His face turned pale, but he nodded. He fished a small crank from somewhere underneath the coffin, inserted it into a hole down near the foot, and began to turn.
Almost as if by magic, the lid levitated an inch or so. When it did, the strong and unmistakable smell of decomposition roiled out of the interior. Burt flinched, and his face tightened into a mask, but he reached out, grasped the polished wood, and lifted the lid. Inside was Aunt Jean, still in the stained blue dress. Her hair was cleaner than when I’d seen her in the refrigerated trailer, and somebody had made a valiant effort to curl and brush it. The effect was bizarre but poignant, coiffed hair fringing a nearly bare skull. The few remaining tatters of skin served mainly to underscore how much bone was showing through: the zygomatic arches, the gaping teeth, the pointed chin, the sharp-edged eye orbits. When the light from the overhead fluorescents hit the face, a few maggots scurried for cover, and the funeral director turned a whiter shade of pale.
“We did our best to clean her up,” he said. “I’m so sorry about that.”
Burt didn’t respond, so I kept quiet, too.
Burt leaned down and studied the teeth, just as I had, down at the makeshift morgue a few days before. “I’d know that smile anywhere,” he said, “even without the face around it. Damn, Doc. She died two months ago, and I made my peace with it then. But seeing her like this, it’s as if she just died all over again, only worse. The indignity, you know?” He pulled out a handkerchief and wiped his eyes. This time Burt wasn’t playing for the cameras.
“I know, Burt. I’m sorry,” I said.
“Mr. DeVriess,” began the mortician, “on behalf of all of us at Eternal Rest Mortuary, I’d just like to express our deepest—”
“Shut up,” snapped Burt. “Don’t you say one single sanctimonious word to me.”
The man’s jaw sagged, then clenched tight.
Burt pointed at the lustrous lid. “Now close it up.”
The man scurried to crank the lid shut, and Burt nodded to Helen. “Whenever you’re ready,” he said.

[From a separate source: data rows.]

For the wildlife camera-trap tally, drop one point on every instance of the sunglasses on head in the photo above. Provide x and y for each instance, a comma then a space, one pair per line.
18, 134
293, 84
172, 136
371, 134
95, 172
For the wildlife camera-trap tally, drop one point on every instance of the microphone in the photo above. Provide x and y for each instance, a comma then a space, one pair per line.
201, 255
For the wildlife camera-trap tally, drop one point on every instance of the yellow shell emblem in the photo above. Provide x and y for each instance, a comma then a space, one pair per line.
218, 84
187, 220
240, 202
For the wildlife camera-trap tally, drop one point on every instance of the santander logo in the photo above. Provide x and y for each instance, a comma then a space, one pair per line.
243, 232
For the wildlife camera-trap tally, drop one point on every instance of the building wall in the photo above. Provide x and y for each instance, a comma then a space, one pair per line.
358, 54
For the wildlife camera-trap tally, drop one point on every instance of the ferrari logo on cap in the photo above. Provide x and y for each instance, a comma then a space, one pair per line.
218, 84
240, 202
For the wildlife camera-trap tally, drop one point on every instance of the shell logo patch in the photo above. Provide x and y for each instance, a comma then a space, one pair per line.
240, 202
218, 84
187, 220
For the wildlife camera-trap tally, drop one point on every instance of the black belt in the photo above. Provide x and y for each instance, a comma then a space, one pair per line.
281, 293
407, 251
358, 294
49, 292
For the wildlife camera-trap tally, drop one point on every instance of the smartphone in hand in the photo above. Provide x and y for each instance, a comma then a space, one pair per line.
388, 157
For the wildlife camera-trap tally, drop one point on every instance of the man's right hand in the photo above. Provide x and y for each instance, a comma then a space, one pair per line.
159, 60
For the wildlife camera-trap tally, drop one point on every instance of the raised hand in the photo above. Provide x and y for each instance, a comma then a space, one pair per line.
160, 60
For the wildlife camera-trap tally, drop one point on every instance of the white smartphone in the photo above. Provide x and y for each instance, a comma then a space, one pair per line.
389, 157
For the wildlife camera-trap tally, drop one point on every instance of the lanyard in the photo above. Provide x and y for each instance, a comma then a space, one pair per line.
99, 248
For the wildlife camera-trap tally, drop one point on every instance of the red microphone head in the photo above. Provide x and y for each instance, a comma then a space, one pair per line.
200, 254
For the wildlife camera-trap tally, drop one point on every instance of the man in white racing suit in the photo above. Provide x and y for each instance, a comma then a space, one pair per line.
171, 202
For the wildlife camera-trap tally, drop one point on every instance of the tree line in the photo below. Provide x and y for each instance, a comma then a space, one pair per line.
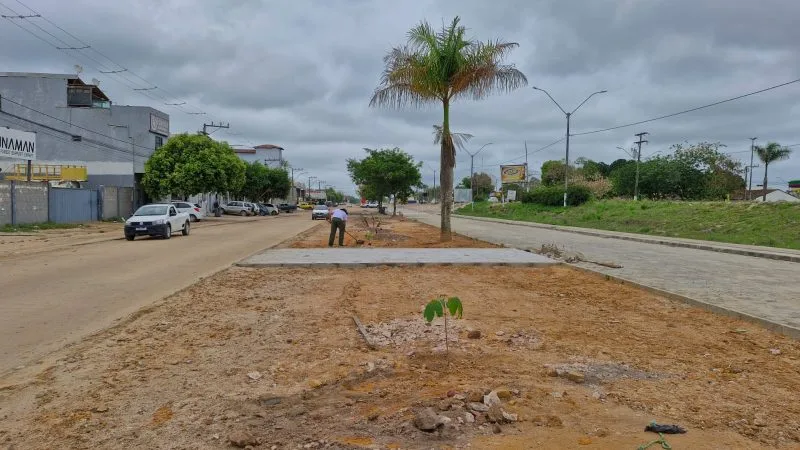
191, 164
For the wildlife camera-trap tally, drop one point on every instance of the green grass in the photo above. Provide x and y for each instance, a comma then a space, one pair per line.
770, 224
38, 227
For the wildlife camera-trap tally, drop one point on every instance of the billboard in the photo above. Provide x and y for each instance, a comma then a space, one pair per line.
17, 144
513, 174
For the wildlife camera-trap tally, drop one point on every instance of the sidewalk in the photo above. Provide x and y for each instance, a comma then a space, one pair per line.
781, 254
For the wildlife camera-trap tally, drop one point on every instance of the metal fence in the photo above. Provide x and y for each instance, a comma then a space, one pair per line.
24, 202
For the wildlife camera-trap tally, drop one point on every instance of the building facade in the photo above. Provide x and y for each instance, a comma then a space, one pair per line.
77, 124
268, 154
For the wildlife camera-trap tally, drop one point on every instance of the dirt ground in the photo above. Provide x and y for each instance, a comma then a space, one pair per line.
15, 244
272, 358
383, 231
266, 356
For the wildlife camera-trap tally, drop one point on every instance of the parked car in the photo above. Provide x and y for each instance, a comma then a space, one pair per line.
287, 207
320, 212
193, 209
254, 209
237, 208
156, 220
267, 209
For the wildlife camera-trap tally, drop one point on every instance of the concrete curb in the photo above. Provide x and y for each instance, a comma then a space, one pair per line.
769, 325
644, 239
390, 264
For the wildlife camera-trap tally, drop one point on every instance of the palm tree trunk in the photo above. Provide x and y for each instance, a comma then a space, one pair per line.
447, 161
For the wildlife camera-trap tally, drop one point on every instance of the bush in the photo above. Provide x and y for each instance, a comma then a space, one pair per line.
554, 195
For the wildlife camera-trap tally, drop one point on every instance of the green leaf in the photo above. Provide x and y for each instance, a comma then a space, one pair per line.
433, 310
455, 307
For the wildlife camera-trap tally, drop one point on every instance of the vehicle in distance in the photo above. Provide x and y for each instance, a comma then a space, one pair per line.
237, 208
267, 209
287, 207
319, 212
193, 209
156, 220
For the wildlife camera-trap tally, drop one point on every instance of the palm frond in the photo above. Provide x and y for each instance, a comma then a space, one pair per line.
459, 139
484, 72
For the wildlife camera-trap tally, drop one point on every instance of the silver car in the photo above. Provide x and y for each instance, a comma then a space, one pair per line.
237, 208
319, 212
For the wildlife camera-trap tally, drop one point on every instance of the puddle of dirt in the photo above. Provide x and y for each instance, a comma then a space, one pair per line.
183, 374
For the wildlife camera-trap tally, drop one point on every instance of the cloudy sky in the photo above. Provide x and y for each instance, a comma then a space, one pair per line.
300, 74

She pressed a button, and the furnace door opened. She slid the coffin in, closed the door, and touched the button labeled AFTERBURNER, then PRE-IGNITION. I heard the whoosh of flame, and in a matter of moments the hand-rubbed finish of the mahogany ignited and Aunt Jean began to burn.
CHAPTER 24
ON THE WAY BACK FROM THE CREMATORIUM, I STOPPED at a Hardee’s for a bacon cheeseburger. I was just about to pull up to the drive-through speaker when I remembered what Helen had said about the crematorium’s ashy dust—“it gets everywhere”—and I flashed back to the small cloud that had erupted from the processor when she’d ground the bones that day. Let’s wash our hands, I thought. Maybe it was just my imagination, but the water that swirled down the drain did seem a tad murkier than usual.
I ordered the burger and a sweet tea, and while I waited for the sandwich, I went to the drink counter to get my tea. There’s no consensus in the South about the ideal sugar-to-tea ratio in sweet tea, and over the years I’ve found that the ratio can vary wildly, depending on who’s doing the mixing. I dispensed a small sample into the bottom of the cup, so I could see where on the scale this batch happened to fall. The tea was so thick and syrupy I could almost have eaten it with a fork. There had to be at least a five-pound bag of sugar in the five-gallon urn. One pound per gallon, I thought. It’s easy to remember, and there is a certain symmetry to the formula. To lower the risk of a sugar coma, I looked for lemon—one lemon per cup would probably be about right—but there was none. The next-best thing, I decided, would be to cut the tea with lemonade from the soda fountain. I filled the cup halfway with tea, then began adding lemonade, pausing to resample every few spurts. By the time I’d gotten to a fifty-fifty blend, I’d reined in the sweetness, but the tea flavor was now pretty dilute. Life is a series of compromises, I reminded myself.